Weekend is Over

I'm vaguely edgy. I had a mild panicky moment last night about going to Maine. Lots of worries and questions that I can't do anything about, but I still worry about anyway. I know, logically, that the plane will take off and arrive safely. I know that I'm not going to get turned down for entry and have to spend four months in the airport like Tom Hanks. I know that I'm not going to get murdered, especially not in Portland, Maine, of all places. I know that I'm not going to lose the folder with all the paperwork in it. I know that even if I have an episode or two while I'm over there, I'll survive. I know that I'm not going to spend all semester alone in my room.

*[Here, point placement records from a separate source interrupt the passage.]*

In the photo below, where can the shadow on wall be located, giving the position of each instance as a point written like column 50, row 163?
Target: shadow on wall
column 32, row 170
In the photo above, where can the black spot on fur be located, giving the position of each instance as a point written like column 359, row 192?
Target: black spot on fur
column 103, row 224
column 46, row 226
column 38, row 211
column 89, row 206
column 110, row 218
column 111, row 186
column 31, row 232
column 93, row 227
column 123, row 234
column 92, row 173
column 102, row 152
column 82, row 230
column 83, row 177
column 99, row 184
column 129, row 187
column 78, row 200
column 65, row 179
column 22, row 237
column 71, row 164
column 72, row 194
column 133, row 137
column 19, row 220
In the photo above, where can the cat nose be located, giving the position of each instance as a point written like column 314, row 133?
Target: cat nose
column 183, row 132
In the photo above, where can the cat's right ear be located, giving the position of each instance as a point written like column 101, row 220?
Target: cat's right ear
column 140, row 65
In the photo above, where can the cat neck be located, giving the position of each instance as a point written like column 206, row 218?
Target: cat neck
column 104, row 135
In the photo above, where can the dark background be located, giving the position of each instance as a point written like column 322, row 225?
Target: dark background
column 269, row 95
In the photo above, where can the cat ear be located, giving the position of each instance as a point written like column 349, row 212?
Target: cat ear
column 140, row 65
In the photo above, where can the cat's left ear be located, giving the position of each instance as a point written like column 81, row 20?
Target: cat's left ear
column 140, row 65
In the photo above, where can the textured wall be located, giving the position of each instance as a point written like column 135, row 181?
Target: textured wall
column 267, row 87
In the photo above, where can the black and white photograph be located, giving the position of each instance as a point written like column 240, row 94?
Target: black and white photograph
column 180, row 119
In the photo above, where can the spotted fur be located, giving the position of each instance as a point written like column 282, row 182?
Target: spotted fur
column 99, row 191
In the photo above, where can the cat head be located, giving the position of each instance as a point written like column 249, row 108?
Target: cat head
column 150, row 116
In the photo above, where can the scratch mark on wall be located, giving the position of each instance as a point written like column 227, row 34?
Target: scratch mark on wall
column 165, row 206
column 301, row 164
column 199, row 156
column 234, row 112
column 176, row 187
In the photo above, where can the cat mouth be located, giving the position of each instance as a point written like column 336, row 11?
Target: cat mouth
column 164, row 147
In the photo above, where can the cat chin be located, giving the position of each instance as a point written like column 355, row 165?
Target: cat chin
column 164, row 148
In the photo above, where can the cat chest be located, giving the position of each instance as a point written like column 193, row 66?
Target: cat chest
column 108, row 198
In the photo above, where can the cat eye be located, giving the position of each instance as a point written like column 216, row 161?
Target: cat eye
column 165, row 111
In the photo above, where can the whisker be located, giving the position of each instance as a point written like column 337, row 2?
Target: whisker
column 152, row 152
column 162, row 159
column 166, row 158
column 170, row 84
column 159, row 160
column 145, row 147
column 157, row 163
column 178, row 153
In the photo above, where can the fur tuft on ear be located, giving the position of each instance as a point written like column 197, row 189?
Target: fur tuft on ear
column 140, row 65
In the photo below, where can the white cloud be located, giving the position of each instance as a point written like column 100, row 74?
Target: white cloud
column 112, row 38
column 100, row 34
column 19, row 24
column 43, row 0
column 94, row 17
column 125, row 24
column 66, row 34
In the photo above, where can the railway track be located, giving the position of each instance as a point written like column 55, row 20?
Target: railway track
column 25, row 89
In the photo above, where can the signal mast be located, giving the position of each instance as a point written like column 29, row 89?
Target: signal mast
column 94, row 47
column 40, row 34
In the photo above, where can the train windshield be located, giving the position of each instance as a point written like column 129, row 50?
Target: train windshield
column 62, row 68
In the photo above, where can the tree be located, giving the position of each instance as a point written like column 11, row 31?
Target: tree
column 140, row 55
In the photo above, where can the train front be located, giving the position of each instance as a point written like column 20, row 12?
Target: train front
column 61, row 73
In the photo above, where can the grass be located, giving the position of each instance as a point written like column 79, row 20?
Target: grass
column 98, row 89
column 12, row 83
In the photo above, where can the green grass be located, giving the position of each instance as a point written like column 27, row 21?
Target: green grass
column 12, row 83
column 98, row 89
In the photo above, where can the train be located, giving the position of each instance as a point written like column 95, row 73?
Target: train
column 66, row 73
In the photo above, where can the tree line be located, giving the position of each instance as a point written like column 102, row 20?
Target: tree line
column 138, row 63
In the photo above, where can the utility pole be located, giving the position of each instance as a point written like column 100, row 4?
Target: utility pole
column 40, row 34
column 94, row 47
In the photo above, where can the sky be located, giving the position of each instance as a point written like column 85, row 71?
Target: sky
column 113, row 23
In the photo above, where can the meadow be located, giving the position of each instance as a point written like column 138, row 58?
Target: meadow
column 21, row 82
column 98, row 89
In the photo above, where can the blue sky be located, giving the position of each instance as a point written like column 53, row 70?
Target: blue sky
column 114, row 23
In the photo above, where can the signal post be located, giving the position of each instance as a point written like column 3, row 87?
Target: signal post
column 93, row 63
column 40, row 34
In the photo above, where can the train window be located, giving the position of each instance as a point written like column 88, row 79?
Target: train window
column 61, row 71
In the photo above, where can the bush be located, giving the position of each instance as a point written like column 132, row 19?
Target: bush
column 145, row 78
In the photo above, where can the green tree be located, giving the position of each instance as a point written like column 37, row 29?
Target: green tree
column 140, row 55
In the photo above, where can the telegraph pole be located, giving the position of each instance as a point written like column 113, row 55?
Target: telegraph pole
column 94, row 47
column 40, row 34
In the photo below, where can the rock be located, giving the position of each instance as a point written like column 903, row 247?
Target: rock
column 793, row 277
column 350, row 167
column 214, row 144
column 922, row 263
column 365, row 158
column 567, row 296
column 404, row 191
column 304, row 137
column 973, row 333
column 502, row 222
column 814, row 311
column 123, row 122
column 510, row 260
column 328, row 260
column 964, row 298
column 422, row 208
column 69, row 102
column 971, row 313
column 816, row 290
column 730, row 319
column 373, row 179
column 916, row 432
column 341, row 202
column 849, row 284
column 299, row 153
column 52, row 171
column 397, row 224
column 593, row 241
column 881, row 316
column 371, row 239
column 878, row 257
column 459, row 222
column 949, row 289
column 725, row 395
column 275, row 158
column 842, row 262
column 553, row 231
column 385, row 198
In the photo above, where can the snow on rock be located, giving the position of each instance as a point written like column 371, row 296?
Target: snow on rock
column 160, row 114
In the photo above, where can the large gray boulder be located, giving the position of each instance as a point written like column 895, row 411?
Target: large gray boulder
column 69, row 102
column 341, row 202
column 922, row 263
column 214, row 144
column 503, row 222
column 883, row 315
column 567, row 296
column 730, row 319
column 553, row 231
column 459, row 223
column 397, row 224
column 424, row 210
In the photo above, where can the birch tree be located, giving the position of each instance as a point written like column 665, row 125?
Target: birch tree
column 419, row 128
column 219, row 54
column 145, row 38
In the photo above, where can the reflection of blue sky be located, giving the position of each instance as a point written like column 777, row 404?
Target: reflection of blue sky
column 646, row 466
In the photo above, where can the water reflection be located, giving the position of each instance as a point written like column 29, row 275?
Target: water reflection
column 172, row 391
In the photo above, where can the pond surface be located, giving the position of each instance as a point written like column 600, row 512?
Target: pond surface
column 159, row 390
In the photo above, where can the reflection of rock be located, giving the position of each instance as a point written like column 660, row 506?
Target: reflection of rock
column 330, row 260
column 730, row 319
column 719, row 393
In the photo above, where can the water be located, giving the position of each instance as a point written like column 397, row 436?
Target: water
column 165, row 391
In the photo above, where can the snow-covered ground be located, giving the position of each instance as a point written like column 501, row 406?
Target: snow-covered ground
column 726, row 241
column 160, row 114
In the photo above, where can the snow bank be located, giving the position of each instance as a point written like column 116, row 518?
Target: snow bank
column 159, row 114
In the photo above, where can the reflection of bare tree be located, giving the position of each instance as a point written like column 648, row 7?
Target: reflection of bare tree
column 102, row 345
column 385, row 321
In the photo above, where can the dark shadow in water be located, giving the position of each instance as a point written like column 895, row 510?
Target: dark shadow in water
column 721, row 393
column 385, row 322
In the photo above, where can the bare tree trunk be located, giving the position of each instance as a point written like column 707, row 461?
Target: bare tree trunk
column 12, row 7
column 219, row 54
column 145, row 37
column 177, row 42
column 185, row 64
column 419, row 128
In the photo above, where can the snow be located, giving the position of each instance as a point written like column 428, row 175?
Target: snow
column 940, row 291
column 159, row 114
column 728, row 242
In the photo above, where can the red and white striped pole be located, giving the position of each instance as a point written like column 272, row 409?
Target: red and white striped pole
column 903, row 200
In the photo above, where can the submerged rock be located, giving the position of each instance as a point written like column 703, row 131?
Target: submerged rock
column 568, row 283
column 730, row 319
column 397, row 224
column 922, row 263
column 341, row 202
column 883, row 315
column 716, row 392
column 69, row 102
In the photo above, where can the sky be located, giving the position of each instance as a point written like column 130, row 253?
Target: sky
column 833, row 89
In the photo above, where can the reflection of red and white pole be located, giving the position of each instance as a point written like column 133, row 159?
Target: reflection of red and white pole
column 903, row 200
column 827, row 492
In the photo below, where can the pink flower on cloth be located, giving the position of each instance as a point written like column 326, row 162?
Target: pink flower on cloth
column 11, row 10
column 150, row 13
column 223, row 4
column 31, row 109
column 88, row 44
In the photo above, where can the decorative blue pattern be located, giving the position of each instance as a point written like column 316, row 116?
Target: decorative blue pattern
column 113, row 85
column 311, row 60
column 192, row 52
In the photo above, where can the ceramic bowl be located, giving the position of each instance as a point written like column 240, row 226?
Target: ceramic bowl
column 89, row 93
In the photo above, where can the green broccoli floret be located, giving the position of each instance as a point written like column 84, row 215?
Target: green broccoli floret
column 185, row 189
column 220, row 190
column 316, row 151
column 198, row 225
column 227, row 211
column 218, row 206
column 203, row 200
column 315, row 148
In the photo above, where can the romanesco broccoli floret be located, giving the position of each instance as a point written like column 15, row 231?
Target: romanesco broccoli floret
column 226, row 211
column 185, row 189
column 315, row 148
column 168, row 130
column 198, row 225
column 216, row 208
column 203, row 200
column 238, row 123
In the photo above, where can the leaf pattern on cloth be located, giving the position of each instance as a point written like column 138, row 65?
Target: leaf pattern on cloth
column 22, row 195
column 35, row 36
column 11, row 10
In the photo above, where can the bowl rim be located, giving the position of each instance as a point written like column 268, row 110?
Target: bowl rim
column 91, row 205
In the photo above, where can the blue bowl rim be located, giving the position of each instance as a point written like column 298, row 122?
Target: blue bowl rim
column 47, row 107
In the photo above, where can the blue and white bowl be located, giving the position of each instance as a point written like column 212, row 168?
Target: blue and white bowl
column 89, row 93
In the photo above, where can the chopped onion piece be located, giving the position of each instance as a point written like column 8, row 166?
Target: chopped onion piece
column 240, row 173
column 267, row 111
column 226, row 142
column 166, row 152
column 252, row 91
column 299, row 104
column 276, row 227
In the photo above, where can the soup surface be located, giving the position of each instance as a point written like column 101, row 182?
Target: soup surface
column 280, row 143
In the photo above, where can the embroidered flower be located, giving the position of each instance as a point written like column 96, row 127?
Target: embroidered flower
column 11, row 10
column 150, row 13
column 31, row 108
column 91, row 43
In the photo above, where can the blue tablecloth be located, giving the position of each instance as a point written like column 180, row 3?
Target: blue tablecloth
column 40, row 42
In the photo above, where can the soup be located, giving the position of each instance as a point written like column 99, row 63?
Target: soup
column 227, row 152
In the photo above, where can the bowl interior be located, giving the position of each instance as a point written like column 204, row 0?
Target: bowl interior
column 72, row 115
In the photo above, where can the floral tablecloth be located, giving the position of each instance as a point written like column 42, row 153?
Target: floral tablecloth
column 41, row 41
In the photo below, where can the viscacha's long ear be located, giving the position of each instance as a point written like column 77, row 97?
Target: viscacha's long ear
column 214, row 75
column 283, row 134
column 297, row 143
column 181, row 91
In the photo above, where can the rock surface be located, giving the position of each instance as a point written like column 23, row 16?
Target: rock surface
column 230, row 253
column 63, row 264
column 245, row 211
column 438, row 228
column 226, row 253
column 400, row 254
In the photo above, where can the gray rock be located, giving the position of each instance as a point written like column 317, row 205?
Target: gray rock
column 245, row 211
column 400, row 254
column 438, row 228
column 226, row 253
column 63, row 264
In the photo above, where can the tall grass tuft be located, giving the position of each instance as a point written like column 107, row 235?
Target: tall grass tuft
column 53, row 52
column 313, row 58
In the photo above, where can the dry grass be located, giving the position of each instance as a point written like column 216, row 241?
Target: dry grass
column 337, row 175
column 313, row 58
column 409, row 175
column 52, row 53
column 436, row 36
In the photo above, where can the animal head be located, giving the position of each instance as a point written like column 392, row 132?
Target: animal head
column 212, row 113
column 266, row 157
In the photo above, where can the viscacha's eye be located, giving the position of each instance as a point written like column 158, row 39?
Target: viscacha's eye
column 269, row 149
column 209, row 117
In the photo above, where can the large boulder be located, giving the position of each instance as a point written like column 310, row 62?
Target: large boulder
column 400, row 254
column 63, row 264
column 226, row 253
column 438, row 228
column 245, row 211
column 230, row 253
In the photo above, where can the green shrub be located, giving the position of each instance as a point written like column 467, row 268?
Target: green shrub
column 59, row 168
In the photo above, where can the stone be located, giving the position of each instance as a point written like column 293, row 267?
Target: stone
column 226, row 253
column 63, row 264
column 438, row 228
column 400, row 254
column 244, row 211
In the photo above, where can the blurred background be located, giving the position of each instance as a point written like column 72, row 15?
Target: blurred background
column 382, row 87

I know I'm not going to flunk out (actually not so sure about that one).

I know all these things logically, but I can't help worrying about them. I worry. It's in my nature.

But aside from that things have been okay. N came down on Friday and we've spent the weekend doing what we usually do. Sleeping, eating, watching DVDs and... well, do I need to spell it out for you? Lol. And lots and lots and lots of kissing. I like the kissing. Kissing is nice, especially with him. I like kissing him.

I'm really going to miss him when I go away. Not sure how I'll cope without him for four months. If it wasn't for the interwebs I probably wouldn't. But we have email and msn and webcams and googletalk and twitter and facebook and all sorts. It'll be ok. But I will still miss him like crazy.

He's lovely. Guess what he got me for my birthday? He got me an iPod touch. Actually, he brought a secondhand one for himself, then decided it would make a good gift for me. So I got it. It's very cool. Lots of applications. Lots of funky options and things. At the moment I'm playing a game where you throw a piece of screwed up paper into the bin. Because you can't do that in real life. Lol. Isn't technology fun.